Mudando de água para cerveja em 1922 a cervejaria Antarctica resolveu fazer um institucional baseado na repercussão na imprensa da histórica viagem dos aviadores portugueses Gago Coutinho e Sacadura Cabral na sua épica travessia do Atlântico Sul. Na peça de propaganda publicada diz que os famosos aeronautas teriam dito: “A cerveja Antarctica é incomparável na sua pureza e deliciosa no seu sabor”. E “prova” mostrando suas assinaturas, autógrafos, estes, que na época foram publicados em revistas e jornais, em outro contexto. Se o testemunhal existiu de fato, palmas para o criativo, se foi inventado, palmas também pela oportunidade. Era legal. Naquele tempo o direito autoral não existia.

Grades vultos da história do Brasil foram “induzidos” a fazerem testemunhais de produtos, dos quais eles tomaram conhecimento depois de publicados. Era mentira. Ruy Barbosa foi uma das vítimas desses testemunhais forjados, garoto propaganda dos chocolates Lacta e do Cinzano. O presidente Afonso Penna anunciava nas revistas os cigarros “Mistura 80” da fábrica Leite & Alves. Até o Papa Pio IX foi “induzido” a recomendar uma marca importada de chocolate em pó: Cocoa.
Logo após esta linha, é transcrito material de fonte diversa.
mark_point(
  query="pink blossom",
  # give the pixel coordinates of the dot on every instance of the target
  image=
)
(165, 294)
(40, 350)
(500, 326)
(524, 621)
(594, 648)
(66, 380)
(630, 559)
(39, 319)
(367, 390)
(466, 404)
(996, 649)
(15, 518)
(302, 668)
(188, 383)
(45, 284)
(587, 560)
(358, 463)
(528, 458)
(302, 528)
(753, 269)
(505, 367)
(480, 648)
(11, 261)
O famoso tenor Enrico Caruso sugeriu o xarope de “Alcatrão e Jatahy” de Araújo Freitas e nosso grande poeta Olavo Bilac testemunhou a favor do xarope Bromil que o teria curado das afeições do peito; morreu justamente das afeições do peito.

Esses antecedentes de testemunhais inventados me deixam com um pé atrás, em relação aos dois casos citados, o do Marechal Deodoro e o dos aviadores portugueses. Cito outro, também com impressões digitais de testemunhal forjado: o cartão postal que circulou por volta de 1911 com o rosto do Presidente da República Campos Salles, em que o primeiro mandatário recomenda provar os vinhos de Adriano Ramos Pinto, importador de vinho do Porto. Ramos Pinto era bom de marketing promocional. De olho no mercado brasileiro, teria presenteado com o seu produto os aviadores aqui citados, antes de partir de Lisboa. Uma ativação inteligente se é que ele conseguiu explorar a situação, quem sabe publicando algum anuncio com o registro. Não sabemos.